Evicted: Poverty and Profit in the American City by Matthew Desmond.
Milwaukee is the city. But it could be any other American city. According to Mr. Desmond, “Every year in this country, families are evicted from their homes not by the tens of thousands or even the hundreds of thousands, but by the millions.”
By living with and among the poor, first in a run-down tailer park and then in a tenement building, Mr. Desmond is able to describe first-hand the plight of a few of these millions whose housing situation is unstable at best and tragic at its worst. It’s an eye-opening account, and by the end of the book it’s hard to see how these people can be helped, unless altruistic and compassionate people with more money than the poor and less greed than their rapacious landlords come alongside and enter into long-term helping relationships with individual poor families and individuals.
Mr. Desmond’s solution, articulated briefly near the end of the book, is more government money, more subsidized housing, more government protections. And some of his ideas might be helpful. However, the one person who manages to emerge from his unstable, homeless situation into a better life in the book is Scott, a former nurse who lost his license to an opiod addiction. And Scott succeeds with a lot of help from friends, and a meth clinic, and repeated second and third chances from nearly everyone he encounters. He gets out by growing into making better life choices.
And then there’s the indisputable possibility, probability, that maybe Scott manages to pull himself out of drug addiction and poverty and homelessness because he’s a white male. Women and black people, and especially mothers who are responsible for more people than just themselves, have a much harder time escaping the eviction cycle. Desmond writes, “If incarceration had come to define the lives of men from impoverished black neighbourhoods, eviction was shaping the lives of women. Poor black men were locked up. Poor black women were locked out.” And their children are locked out with them, given a poor start in school and in life, and made to suffer for the sins and instability of their parents.
The individuals in the book who are members of a church, a white trailer park dweller named Lorraine and a black former foster child named Crystal, don’t fare much better than anyone else in the book, and they don’t get much financial help from their respective churches. Because their living situations and financial choices are complicated, sometimes wise but sometimes not, Lorraine and Crystal are left to fend for themselves, and they do so badly, with only spiritual comfort from their church families.
I would strongly recommend Evicted, especially for anyone who is called to work with and alongside the urban poor. A better understanding of why poor people make such seemingly self-destructive choices and even an understanding of why and how those afore-mentioned greedy landlords are able to rationalize their insensitivity is an important prerequisite to being able to work with and learn from our brothers and sisters who are caught in a web of poverty and yes, sin—just as I am sometimes caught in my own middle class riches and sin.

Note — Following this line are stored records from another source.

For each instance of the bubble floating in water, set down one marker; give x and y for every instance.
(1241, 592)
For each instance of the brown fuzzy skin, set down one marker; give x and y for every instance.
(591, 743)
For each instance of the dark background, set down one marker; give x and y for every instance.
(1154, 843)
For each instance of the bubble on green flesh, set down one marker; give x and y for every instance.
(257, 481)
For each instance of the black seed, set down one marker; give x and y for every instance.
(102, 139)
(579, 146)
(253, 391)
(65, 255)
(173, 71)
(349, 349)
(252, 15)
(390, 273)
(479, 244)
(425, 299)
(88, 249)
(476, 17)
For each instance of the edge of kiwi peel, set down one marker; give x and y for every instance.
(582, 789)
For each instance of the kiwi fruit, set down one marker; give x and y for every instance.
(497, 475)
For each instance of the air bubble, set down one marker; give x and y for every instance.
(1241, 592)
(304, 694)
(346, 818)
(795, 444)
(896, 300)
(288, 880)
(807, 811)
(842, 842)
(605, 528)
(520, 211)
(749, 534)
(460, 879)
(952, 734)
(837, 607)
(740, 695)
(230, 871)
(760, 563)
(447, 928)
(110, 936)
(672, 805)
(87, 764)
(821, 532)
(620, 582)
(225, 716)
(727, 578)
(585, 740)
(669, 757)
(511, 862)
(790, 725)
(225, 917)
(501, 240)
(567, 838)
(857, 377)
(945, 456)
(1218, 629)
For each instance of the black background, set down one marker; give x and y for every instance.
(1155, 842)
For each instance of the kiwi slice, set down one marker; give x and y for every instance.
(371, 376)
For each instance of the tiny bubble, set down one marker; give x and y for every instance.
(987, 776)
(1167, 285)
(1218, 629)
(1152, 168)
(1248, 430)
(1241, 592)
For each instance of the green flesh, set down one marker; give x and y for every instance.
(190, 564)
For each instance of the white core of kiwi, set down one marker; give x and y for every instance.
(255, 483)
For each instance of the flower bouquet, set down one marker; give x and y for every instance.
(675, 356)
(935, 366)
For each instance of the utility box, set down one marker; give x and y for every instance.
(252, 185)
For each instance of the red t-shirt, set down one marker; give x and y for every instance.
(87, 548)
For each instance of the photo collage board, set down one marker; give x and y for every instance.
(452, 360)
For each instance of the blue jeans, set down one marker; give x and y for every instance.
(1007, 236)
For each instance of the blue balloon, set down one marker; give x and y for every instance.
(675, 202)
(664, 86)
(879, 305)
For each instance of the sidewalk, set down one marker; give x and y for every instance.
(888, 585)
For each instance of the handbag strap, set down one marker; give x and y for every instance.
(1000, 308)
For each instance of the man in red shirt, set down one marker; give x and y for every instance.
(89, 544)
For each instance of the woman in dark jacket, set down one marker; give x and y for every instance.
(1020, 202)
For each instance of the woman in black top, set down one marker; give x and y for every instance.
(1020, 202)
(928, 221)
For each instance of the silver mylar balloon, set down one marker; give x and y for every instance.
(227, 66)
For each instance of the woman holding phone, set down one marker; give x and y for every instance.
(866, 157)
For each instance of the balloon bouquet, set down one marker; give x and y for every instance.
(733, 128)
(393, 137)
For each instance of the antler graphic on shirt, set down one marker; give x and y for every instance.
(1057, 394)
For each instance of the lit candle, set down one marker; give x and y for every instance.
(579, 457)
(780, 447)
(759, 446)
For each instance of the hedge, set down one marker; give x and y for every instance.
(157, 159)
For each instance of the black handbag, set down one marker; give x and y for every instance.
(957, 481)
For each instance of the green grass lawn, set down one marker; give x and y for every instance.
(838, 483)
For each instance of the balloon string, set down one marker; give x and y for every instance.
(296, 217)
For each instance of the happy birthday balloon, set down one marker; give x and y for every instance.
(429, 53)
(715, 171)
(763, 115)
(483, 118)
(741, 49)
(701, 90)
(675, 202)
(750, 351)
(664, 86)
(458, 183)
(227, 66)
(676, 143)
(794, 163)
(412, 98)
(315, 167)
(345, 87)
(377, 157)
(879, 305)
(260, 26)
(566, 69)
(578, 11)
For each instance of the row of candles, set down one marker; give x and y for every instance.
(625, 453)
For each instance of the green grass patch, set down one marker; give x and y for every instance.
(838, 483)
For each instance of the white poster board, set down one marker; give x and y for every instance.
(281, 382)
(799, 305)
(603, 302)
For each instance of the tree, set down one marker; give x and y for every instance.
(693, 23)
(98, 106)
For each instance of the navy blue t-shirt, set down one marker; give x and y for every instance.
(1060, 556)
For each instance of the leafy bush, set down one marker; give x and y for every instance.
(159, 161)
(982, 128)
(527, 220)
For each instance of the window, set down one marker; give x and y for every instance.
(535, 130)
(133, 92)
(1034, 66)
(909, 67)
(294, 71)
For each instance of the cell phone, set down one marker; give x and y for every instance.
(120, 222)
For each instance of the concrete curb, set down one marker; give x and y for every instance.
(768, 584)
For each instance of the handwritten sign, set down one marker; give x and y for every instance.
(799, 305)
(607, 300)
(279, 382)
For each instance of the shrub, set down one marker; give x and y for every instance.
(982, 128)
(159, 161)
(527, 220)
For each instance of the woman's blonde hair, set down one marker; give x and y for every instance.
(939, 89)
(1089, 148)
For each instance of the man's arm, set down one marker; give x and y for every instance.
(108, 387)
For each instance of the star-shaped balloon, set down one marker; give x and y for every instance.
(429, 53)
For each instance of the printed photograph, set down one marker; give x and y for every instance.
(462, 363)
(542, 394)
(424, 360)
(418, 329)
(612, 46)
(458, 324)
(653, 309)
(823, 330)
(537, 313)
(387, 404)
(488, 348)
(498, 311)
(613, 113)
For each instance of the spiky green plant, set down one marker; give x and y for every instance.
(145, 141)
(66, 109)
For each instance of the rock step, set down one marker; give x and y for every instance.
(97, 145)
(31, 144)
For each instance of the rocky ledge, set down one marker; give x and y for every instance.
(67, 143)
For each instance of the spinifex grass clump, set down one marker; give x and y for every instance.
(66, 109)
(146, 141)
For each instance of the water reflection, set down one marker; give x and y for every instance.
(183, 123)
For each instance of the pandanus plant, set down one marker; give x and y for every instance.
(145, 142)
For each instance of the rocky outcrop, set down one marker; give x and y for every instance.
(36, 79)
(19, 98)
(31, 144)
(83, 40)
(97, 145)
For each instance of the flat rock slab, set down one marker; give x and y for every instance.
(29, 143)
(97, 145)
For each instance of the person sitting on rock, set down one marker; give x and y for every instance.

New York Times review of Evicted by Jennifer Senior.
Guardian review of Evicted by Katha Pollitt.
Kicked Out in America!, by Jason DeParle in the New York Review of Books.
I read Evicted after finishing Hillbilly Elegy; the pairing gave me so much to think about. It is sobering to recognize that women and their children are the least likely to escape the terrible living conditions Desmond describes.
(It’s been a long time since I commented or posted in your Saturday Review, but I have kept up with your site, Sherry.)